Continue Training (Beta)

After fine-tuning completes, you may choose to continue training on top of the fine-tuned adapter rather than starting from scratch. For example, you may want to see if your adapter's performance improves with further training on the same data. Or, you may have a similar dataset you wish to train on without starting from scratch.

Now, you can use any adapter you have previously fine-tuned as a starting point to continue training.

Starting a continued training run

To continue training on top of an existing run, simply provide the desired adapter ID as follows:

pb.adapters.create(
config=FinetuningConfig(
epochs=3, # The maximum number of ADDITIONAL epochs to train for
enable_early_stopping=False,
),
continue_from_version="myrepo/3", # The adapter version to resume training from
dataset="mydataset",
repo="myrepo"
)

Note that only epochs and enable_early_stopping are available as configurable parameters for continued training. All other parameters and hyperparameters will be inherited from the original training run. Currently training always resumes from the latest checkpoint of the base run - resuming from arbitrary checkpoints is not yet supported.

Training progress of the previous run will be preserved in this new continuation run, including checkpoints and metrics! Under the hood, training picks up exactly where it left off. The optimizer, learning rate scheduler, and RNG state are all restored with the checkpoint alongside the previous run's metrics.

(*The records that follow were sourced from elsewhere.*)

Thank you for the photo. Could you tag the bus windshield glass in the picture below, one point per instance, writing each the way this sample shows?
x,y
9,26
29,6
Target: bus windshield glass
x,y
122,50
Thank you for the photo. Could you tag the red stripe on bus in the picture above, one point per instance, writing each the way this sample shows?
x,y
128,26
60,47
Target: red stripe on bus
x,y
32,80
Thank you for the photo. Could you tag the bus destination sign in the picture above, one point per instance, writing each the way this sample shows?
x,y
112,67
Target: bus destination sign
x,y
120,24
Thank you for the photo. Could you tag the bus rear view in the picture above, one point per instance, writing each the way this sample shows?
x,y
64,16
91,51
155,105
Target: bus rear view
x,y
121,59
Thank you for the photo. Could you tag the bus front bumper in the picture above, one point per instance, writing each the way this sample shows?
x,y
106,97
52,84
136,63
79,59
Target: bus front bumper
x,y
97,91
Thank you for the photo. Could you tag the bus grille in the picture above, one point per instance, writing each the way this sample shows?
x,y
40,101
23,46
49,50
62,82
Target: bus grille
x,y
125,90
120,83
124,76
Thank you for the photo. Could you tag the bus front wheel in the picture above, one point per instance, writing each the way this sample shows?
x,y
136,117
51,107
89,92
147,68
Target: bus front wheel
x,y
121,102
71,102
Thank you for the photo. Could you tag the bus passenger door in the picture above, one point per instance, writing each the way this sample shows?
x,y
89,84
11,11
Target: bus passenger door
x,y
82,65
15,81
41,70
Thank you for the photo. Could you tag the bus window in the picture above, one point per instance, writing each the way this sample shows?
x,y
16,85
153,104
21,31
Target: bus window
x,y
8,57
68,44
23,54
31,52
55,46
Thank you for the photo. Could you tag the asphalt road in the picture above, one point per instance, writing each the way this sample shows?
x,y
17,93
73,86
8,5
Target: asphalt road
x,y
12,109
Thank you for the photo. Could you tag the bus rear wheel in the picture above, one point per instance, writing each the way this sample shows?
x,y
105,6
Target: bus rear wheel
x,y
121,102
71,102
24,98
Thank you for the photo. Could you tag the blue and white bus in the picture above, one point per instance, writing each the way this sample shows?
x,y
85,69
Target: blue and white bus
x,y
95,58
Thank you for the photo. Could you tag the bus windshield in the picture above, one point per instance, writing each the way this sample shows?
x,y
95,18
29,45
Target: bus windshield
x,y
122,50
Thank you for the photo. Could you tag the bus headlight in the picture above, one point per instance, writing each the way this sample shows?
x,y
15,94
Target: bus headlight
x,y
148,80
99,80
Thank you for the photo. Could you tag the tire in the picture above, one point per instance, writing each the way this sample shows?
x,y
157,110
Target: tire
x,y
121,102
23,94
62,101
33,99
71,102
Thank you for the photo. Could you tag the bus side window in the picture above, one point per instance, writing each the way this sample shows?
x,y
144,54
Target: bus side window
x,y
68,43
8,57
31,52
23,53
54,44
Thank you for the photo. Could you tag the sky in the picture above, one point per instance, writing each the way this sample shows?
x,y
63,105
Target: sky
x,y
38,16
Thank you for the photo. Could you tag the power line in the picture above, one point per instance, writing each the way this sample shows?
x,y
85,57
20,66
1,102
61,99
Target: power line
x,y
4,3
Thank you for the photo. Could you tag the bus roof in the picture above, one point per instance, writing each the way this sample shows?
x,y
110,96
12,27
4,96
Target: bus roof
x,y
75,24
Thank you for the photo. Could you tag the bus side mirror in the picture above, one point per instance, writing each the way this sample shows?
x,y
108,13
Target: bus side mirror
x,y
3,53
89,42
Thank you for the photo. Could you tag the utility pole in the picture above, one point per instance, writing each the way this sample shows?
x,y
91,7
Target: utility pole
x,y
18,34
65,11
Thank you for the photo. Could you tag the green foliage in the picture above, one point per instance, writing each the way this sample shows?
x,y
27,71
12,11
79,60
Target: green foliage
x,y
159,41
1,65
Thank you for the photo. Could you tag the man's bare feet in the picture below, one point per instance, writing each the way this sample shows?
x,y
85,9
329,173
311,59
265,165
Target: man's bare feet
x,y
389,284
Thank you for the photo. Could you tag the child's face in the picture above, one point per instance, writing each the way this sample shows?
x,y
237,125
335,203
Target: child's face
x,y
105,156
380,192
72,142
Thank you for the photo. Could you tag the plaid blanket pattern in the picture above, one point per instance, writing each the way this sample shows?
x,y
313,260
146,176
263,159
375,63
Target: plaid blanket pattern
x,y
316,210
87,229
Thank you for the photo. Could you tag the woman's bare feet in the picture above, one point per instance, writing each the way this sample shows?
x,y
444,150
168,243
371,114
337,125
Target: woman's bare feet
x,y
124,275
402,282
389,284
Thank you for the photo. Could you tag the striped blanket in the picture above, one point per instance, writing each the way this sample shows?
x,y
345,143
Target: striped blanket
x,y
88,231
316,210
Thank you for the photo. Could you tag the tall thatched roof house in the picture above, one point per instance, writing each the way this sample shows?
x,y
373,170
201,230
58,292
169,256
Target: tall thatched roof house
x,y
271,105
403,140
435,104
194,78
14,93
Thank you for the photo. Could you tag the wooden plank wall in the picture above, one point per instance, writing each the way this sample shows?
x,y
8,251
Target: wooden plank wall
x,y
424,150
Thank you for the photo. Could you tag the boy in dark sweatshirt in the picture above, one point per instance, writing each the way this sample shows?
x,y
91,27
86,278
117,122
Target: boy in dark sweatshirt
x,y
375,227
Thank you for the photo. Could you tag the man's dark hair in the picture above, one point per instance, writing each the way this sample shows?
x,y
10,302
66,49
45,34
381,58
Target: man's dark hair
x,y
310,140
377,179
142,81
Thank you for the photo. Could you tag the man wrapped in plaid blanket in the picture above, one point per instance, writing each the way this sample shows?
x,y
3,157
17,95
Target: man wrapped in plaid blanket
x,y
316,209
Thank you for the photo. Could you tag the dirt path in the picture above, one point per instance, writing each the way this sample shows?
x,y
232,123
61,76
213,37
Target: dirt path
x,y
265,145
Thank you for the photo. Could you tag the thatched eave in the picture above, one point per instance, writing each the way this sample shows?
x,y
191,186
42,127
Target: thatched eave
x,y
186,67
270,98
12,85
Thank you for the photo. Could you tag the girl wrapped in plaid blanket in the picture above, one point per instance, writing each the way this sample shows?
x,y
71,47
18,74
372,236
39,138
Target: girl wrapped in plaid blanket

Continued training on a different dataset

An existing run can also be used as the starting point for fine-tuning on a new dataset:

pb.adapters.create(
config=FinetuningConfig(
epochs=3, # The maximum number of epochs to train for
enable_early_stopping=False,
),
continue_from_version="myrepo/3", # The adapter version to resume training from
dataset="mydataset-2",
repo="myrepo"
)

Unlike continued fine-tuning on the same dataset, using a new dataset is like kicking off a fresh fine-tuning run with pre-trained adapter weights. Once again, epochs and enable_early_stopping are the only configurable hyperparameters. The adapter will be initialized from the final checkpoint of the base run.

Training progress from the base run--including metrics and checkpoints--are not preserved in this case. The optimizer, learning rate scheduler, and RNG are all re-initialized to ensure the adapter is tailored to the new dataset.